/HandwritingRecognition

Programm to draw a character or digit which can be recognized by a neural net

Primary LanguageJupyter NotebookMIT LicenseMIT

Handwriting Recognition

This is the project for the elective module "Python" at DHBW Stuttgart. Screenshot of the application

Run the application

Requirements

It is recommended to run the application with Python 3.9. With pip you can download all the libraries you need for the program.

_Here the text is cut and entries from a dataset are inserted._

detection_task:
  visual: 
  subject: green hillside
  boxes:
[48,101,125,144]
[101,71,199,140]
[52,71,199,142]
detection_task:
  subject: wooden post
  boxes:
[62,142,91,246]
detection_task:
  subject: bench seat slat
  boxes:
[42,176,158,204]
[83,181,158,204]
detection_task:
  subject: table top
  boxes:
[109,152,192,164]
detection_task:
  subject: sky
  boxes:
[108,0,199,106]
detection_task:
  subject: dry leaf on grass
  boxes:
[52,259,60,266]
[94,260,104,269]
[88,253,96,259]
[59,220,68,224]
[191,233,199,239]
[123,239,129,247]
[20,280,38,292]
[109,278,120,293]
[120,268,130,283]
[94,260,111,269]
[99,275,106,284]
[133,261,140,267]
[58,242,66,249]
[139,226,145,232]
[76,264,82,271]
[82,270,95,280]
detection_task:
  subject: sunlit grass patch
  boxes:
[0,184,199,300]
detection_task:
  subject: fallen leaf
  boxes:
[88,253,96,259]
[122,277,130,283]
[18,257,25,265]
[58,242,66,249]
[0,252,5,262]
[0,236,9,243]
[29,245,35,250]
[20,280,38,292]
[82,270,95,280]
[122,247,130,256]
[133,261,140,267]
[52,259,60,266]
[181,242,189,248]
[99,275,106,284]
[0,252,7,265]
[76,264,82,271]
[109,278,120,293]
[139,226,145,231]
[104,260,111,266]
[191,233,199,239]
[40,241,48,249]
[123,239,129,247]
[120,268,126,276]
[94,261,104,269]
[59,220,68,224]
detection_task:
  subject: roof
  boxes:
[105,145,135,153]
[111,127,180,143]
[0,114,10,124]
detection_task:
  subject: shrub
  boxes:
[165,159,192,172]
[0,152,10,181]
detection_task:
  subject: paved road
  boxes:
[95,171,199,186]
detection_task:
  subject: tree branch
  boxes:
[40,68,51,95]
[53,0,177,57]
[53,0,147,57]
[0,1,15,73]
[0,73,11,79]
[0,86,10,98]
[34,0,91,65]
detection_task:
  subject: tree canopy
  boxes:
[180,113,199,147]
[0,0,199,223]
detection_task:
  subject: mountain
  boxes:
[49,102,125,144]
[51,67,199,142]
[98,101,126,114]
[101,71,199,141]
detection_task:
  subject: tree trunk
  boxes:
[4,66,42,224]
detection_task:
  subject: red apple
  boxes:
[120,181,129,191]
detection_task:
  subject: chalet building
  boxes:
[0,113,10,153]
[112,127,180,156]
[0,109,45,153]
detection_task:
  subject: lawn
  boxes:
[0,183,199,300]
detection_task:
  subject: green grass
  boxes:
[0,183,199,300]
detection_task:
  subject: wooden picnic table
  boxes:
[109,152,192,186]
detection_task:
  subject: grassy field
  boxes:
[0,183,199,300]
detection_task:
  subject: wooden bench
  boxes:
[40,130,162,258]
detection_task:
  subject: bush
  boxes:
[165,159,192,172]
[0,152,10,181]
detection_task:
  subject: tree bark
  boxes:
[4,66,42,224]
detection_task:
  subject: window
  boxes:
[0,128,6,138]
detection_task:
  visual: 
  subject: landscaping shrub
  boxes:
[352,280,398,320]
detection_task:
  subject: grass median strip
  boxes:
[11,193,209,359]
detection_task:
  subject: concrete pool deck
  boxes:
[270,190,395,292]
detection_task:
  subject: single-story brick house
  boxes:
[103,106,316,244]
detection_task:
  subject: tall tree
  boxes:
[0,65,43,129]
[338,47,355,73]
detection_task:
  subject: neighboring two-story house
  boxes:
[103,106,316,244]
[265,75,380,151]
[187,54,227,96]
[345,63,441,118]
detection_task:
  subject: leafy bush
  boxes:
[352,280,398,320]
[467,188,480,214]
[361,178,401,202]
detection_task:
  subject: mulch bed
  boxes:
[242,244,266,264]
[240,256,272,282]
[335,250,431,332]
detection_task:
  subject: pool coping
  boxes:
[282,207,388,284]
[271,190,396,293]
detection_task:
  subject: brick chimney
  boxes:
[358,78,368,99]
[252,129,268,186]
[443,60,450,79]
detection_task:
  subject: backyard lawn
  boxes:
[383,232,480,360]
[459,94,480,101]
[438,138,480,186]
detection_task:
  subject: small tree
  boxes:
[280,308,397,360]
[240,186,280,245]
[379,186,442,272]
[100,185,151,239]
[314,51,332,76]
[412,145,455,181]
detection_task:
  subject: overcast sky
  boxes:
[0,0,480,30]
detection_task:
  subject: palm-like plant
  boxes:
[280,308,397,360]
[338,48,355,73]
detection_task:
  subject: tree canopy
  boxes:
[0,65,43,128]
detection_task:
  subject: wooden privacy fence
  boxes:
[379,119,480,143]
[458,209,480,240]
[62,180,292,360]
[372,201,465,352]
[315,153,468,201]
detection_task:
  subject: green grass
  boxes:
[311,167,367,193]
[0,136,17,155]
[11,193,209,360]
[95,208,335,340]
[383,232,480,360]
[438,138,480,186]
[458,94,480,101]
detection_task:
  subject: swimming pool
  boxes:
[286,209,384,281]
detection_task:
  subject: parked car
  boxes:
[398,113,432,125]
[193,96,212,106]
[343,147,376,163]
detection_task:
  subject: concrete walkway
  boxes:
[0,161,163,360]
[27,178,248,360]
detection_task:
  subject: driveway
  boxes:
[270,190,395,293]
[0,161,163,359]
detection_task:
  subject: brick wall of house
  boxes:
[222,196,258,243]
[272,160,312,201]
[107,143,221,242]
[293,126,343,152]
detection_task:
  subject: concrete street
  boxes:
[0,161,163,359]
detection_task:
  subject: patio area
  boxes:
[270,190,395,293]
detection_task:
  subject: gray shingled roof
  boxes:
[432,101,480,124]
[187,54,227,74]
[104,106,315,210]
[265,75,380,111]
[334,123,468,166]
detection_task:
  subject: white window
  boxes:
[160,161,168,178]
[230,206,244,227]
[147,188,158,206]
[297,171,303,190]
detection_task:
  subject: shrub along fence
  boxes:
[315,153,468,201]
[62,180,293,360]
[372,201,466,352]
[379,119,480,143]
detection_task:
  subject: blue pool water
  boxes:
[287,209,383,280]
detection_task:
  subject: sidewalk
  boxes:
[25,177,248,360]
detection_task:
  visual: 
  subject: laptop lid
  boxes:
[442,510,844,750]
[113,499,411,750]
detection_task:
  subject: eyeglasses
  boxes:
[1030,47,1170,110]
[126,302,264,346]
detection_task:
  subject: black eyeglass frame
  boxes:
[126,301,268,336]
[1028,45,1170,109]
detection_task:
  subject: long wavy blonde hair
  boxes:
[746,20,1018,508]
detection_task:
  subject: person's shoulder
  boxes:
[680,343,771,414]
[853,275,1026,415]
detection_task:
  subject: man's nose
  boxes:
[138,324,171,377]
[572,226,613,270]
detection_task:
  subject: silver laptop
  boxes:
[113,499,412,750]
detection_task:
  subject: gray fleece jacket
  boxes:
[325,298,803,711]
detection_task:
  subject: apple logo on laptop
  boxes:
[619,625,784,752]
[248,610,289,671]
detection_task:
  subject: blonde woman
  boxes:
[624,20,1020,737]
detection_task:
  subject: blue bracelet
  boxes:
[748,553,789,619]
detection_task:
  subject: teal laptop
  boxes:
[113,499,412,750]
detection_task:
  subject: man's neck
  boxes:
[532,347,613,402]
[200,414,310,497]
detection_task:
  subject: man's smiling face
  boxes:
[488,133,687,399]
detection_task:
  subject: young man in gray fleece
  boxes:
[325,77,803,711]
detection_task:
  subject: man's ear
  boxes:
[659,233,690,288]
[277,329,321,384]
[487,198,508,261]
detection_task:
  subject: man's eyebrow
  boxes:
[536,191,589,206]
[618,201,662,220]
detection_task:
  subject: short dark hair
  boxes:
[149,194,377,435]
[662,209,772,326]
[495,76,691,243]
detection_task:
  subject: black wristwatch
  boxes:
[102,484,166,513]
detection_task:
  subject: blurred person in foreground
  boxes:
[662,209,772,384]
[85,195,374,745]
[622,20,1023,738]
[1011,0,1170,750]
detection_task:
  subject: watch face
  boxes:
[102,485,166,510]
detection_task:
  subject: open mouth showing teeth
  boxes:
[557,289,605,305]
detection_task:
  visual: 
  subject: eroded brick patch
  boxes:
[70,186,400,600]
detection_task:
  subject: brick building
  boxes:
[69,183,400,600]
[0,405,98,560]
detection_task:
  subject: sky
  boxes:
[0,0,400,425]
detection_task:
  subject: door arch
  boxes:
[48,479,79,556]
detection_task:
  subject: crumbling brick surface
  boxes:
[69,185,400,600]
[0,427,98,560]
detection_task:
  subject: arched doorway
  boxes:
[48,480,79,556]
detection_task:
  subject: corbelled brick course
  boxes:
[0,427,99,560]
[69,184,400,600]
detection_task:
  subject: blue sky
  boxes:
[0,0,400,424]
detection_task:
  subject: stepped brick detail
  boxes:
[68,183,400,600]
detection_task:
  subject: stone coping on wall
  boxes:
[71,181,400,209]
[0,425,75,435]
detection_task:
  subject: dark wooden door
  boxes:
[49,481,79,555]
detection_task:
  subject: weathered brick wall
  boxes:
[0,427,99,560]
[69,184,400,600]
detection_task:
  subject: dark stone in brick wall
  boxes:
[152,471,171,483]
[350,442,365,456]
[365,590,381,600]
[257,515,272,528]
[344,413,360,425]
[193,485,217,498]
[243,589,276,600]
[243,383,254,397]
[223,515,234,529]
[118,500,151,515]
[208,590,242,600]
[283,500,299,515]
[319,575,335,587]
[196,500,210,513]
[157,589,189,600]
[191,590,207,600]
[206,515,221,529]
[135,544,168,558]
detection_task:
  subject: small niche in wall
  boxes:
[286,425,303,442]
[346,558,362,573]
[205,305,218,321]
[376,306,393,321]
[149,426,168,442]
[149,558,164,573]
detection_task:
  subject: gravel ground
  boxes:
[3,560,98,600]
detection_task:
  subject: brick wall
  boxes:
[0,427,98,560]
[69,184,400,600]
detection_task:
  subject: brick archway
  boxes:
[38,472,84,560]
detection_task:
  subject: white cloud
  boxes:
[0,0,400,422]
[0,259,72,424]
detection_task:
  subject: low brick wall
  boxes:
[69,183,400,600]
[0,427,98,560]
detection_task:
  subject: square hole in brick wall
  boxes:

pip install -r requirements.txt

You also need the model.pth in the same folder where you start the application. This file contains the pre-trained model which is loaded by the programm to generate the results.
This pre-trained model has an accurency of 98.39%.

Run the application

After that you only need to execute the following command:

python main.py

Train the neural network yourself

To train the neural network again or to change for example hyperparameters, you can simply run the TrainModel.ipynb Notebook. At the end of the notebook it will save the trained model as model.pth.

Information

This programm uses the balanced EMNIST Dataset which means that there are only 47 classes instead of the full 62 classes. This makes it easier to train the neural net, because for each class is the same number of images and the net will not be biased towards a character or digit that is overrepresented. In the diagram below you can see which character are seen as the same (e.g. i=I, j=J). Classes of the EMNIST Dataset Source

Dataset

Cohen, G., Afshar, S., Tapson, J., & van Schaik, A. (2017). EMNIST: an extension of MNIST to handwritten letters. Retrieved from http://arxiv.org/abs/1702.05373

Neural Network

The PyTorch library was used for the neural network. The neural network is a simple convolutional neural network with 2 Convolutional layers with the LeakyReLU activation function and each has a Max-Pooling Layer with a kernel_size of 2. After the last Convolutional Layer the size of the input is 5x5 with 72 channels. This tensor will be reshape that it fit into the last second Linear Layers which will produce the ouput. The ouput tensor is a array with the ouput_size (here 47 classes). The probabilities are generated with a softmax function by the app.

Used tutorials

License

This programm is licensed under the MIT-License.